Gender differences in depression evolution in a cohort of patients attending a metabolic clinic for lipodystrophy management
© Orlando et al; licensee BioMed Central Ltd. 2008
Published: 10 November 2008
Purpose of the study
HIV-related body changes may stigmatise patients, producing erosion of self-image and self-esteem, problems in social and sexual relations, anxiety and depression. The purpose of our study was to evaluate gender differences in the evolution of depression among patients attending a metabolic clinic for lipodystrophy (LD) diagnosis and treatment.

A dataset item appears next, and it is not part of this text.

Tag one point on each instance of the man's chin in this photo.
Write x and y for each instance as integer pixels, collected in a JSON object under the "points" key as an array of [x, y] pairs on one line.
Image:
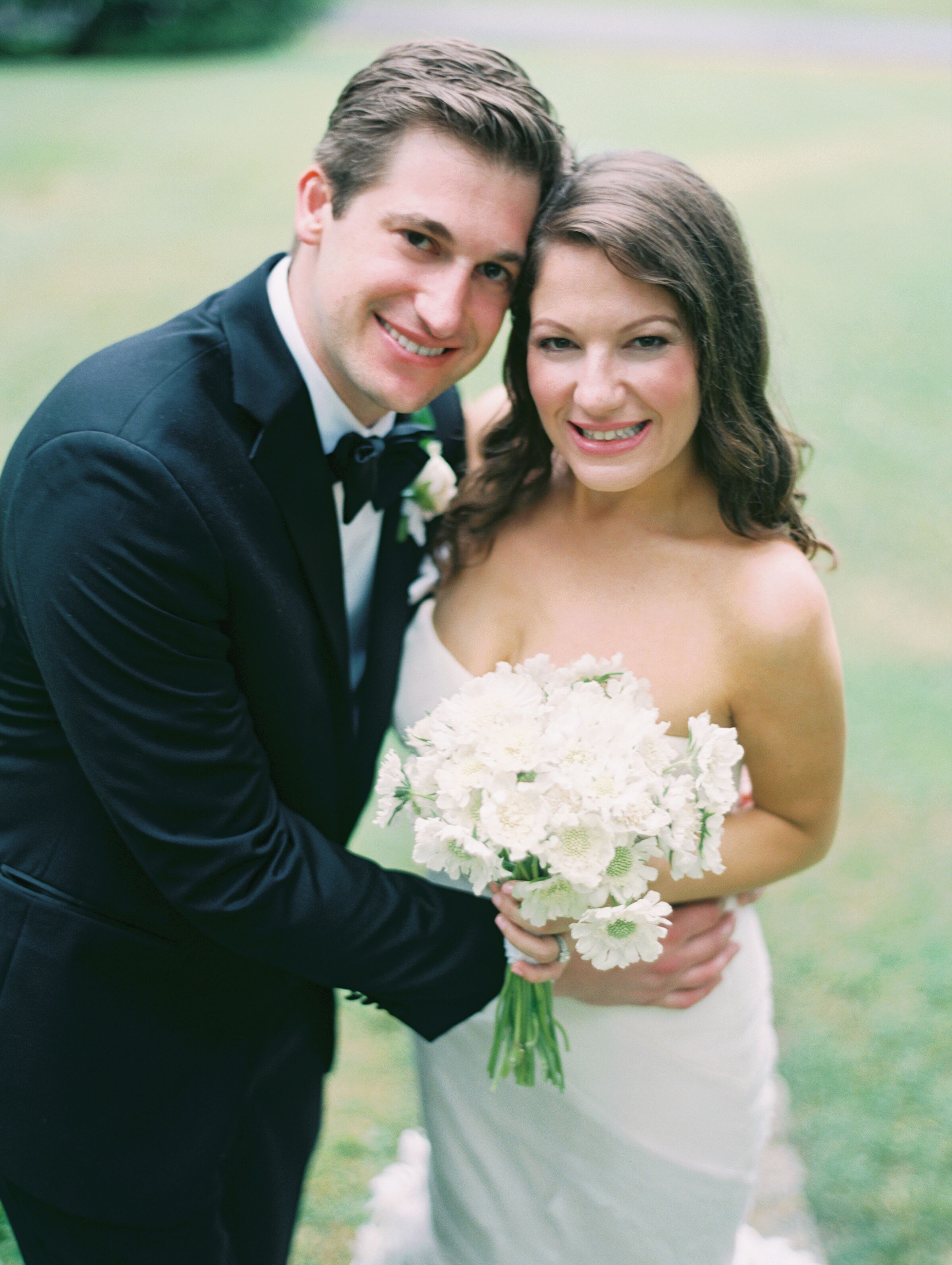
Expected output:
{"points": [[407, 397]]}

Patients referring to Modena and Reggio Emilia University metabolic clinic, receiving multidisciplinary treatment for face or body LD, were enrolled. At baseline, biochemical, viro-immunological parameters, and LD diagnosis according to MACS classification were collected. At baseline and after 48 weeks, patients filled the Beck Depression Inventory Scale questionnaire (BDI, total possible scores range from 0 to 63; mild depression 9–17, moderate depression 18–29, severe depression above 30).
Summary of results
272 patients enrolled; 36.4% female; median age 47 (± 7) years; CDC group C 28.7%. At baseline, 59.2% had undetectable viral load and 91.9% had CD4 cell count above 200 cell/microl. 41.7% of patients had lipoatrophy, 2.6% lipohypertrophy, and 43.8% mixed forms. 72.4% of patients underwent surgical treatment for face lipoatrophy during the follow-up period (70.6% male, 29.4% female). At baseline, women median (IQR) BDI score was statistically significant higher than that of men: 13 (12) vs. 10 (10), p = 0.030. There was no statistically significant difference in BDI baseline median score comparing patients with or without LD and those with different forms of LD. After 48 weeks BDI median score improved significantly in the sample 11 (11) vs. 9.5 (12), p = 0.001, and in male patients 10 (10) vs. 9 (11), p = 0.001, but not significantly in women 13 (12) vs. 11 (14) p = 0.110, even distinguishing women on menopause or not. Among patients undergoing surgical treatment for face lipoatrophy, men only experienced a statistically significant improvement of BDI in the follow-up period: women 12.5 (15.7) vs. 12 (13.2) p = 0.114 and men 11 (10) vs. 9 (10) p < 0.0001.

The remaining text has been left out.